"Ben çıkıyorum." koltukta oturmuş, dergi okuyan annemin saçlarına bir öpücük kondurdum.
"Bugün cumartesi, tatlım. Nereye böyle?" diye sordu annem sıcak bir gülümsemeyle.
"Sunghoon ile buluşacağım." açık renkli deri ceketimi üzerime geçirdim. Çizgi romanıyla bütünleşmiş gibi görünen Riki bile bu söylediğimle beraber başını kaldırıp bana da baktı. "Niye şaşırıyorsunuz?"
"Şaşırmadım. Keyifli gözüküyorsun bu yüzden sadece mutlu oldum." dedi annem gülümseyerek. Ayağa kalkarak bana sarıldı. "Dikkatli olun. İyi eğlenceler."

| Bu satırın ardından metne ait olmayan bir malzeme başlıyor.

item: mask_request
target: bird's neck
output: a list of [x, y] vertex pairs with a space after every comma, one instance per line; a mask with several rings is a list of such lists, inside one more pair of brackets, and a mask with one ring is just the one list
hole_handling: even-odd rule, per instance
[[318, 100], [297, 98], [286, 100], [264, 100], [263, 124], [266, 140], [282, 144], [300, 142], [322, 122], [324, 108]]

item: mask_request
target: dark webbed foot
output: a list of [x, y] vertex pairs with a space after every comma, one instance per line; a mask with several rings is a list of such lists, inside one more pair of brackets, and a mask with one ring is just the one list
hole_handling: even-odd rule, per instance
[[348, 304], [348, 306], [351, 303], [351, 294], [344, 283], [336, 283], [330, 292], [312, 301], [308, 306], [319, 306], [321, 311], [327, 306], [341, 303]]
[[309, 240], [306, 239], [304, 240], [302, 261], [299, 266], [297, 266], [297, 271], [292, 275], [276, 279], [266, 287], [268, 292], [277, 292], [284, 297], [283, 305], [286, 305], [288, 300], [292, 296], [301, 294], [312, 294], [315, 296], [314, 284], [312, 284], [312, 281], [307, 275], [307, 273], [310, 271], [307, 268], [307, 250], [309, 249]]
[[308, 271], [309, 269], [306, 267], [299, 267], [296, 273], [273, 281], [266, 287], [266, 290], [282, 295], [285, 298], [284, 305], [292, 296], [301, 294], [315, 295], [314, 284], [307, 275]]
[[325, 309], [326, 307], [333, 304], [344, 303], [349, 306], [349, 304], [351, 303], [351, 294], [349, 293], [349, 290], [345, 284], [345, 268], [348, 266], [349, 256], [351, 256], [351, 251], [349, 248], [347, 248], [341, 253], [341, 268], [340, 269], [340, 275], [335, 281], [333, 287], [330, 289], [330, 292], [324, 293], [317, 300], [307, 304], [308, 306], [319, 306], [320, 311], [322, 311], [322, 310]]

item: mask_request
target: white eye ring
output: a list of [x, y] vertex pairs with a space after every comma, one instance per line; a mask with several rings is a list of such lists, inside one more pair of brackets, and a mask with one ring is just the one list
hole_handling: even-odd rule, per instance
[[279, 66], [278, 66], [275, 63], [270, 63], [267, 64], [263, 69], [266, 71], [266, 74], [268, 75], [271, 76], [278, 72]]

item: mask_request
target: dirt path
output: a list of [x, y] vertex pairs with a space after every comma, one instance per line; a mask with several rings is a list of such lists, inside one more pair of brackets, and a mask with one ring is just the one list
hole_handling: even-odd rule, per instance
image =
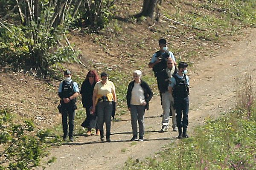
[[[203, 123], [207, 116], [217, 116], [227, 110], [235, 102], [235, 79], [248, 73], [256, 75], [256, 29], [248, 29], [248, 37], [231, 42], [216, 57], [196, 63], [189, 71], [191, 84], [189, 130]], [[165, 144], [177, 140], [177, 133], [159, 133], [162, 113], [159, 96], [155, 96], [145, 113], [146, 133], [143, 142], [131, 142], [129, 116], [112, 124], [111, 142], [102, 142], [99, 137], [79, 136], [76, 142], [52, 148], [57, 158], [47, 170], [121, 169], [128, 158], [140, 160], [152, 156]], [[37, 168], [40, 169], [40, 168]]]

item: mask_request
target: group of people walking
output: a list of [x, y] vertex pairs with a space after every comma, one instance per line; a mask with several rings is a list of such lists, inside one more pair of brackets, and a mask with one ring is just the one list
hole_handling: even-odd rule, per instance
[[[168, 51], [166, 41], [161, 39], [159, 42], [160, 50], [153, 55], [148, 66], [153, 68], [156, 77], [163, 109], [162, 126], [160, 132], [168, 130], [171, 114], [173, 130], [178, 131], [178, 138], [187, 138], [189, 83], [186, 74], [188, 65], [179, 62], [177, 66], [173, 54]], [[70, 140], [73, 142], [76, 101], [79, 91], [77, 83], [72, 80], [71, 76], [68, 69], [64, 71], [64, 80], [60, 84], [58, 92], [61, 98], [59, 110], [62, 118], [63, 139], [67, 140], [68, 135]], [[133, 133], [131, 141], [144, 140], [144, 114], [145, 110], [149, 108], [149, 102], [153, 96], [151, 90], [147, 82], [142, 79], [142, 76], [140, 70], [134, 71], [133, 80], [129, 83], [127, 89], [126, 101], [131, 113]], [[95, 128], [96, 135], [100, 136], [101, 140], [105, 140], [105, 122], [106, 140], [111, 142], [111, 119], [115, 112], [116, 95], [115, 85], [108, 79], [108, 75], [103, 72], [100, 74], [100, 79], [95, 71], [90, 71], [82, 84], [80, 93], [86, 112], [86, 118], [81, 124], [87, 128], [85, 136], [91, 136], [92, 129]]]

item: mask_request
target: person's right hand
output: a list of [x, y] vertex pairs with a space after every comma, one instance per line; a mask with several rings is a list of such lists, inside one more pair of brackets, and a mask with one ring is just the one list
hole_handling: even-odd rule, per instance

Annemin yanağlna bir öpücük kondurdum ve ikimizi izleyen Riki'nin saçını karıştırdıktan sonra evden çıktım. Gece Sunghoon'dan bugün randevuya çıkmamızı öneren bir mesaj almıştım. Elbette kabul etmiştim. Sunghoon'un bu halleri Ggrçekten iyiydi. Bana karşı inanılmaz nazikti ve anlayışlıydı.

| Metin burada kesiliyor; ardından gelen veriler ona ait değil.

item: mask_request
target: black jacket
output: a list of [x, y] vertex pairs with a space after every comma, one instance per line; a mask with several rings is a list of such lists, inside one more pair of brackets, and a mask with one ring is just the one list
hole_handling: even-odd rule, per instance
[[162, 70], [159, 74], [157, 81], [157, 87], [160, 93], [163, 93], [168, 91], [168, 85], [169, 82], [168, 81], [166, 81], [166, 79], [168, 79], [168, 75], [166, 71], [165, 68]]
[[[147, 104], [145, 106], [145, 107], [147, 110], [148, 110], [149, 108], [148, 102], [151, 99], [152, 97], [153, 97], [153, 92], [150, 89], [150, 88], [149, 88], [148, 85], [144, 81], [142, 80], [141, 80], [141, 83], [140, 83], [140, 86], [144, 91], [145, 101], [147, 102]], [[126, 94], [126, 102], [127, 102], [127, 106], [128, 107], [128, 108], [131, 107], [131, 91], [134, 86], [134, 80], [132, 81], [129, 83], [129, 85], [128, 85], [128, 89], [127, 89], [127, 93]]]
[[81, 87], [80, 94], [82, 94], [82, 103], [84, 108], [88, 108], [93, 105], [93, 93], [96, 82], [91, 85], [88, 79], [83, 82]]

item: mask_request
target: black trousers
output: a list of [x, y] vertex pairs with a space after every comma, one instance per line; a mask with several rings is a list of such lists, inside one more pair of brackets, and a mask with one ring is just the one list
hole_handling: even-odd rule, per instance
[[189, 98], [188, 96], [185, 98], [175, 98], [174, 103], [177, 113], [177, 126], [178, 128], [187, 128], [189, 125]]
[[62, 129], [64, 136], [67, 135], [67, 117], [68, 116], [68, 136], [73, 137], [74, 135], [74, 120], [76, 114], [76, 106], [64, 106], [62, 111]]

Kulaklığımı takarak Sunghoon'un yaşadığı yere doğru ilerledim. Gideceğimiz yer-her neresiyse artık- onun evine daha yakındı bu yüzden onun evinde buluşmaya karar vermiştik. On sekiz dakika süren yürüyüşün ardından kapıya ulaştığımda heyecanım bir az olsun bile azalmamıştı. Sunghoonnile beraber hep zaman geçirirdik ama randevu gibi şeyler bizim için yeniydi. Sunghoon'a mesaj attım ama mesaj iletildi olarak kaldı. Bu yüzden kapıyı çalmakta karar kıldım. Çekingen bir tavırla zili çaldım. Sunghoon'un anneannesi olduğunu bildiğim kadın telaşlı bir halde kapıyı açtı. Daha önce çok muhabbetimiz olmamıştı ama bir birimizi tanıyorduk.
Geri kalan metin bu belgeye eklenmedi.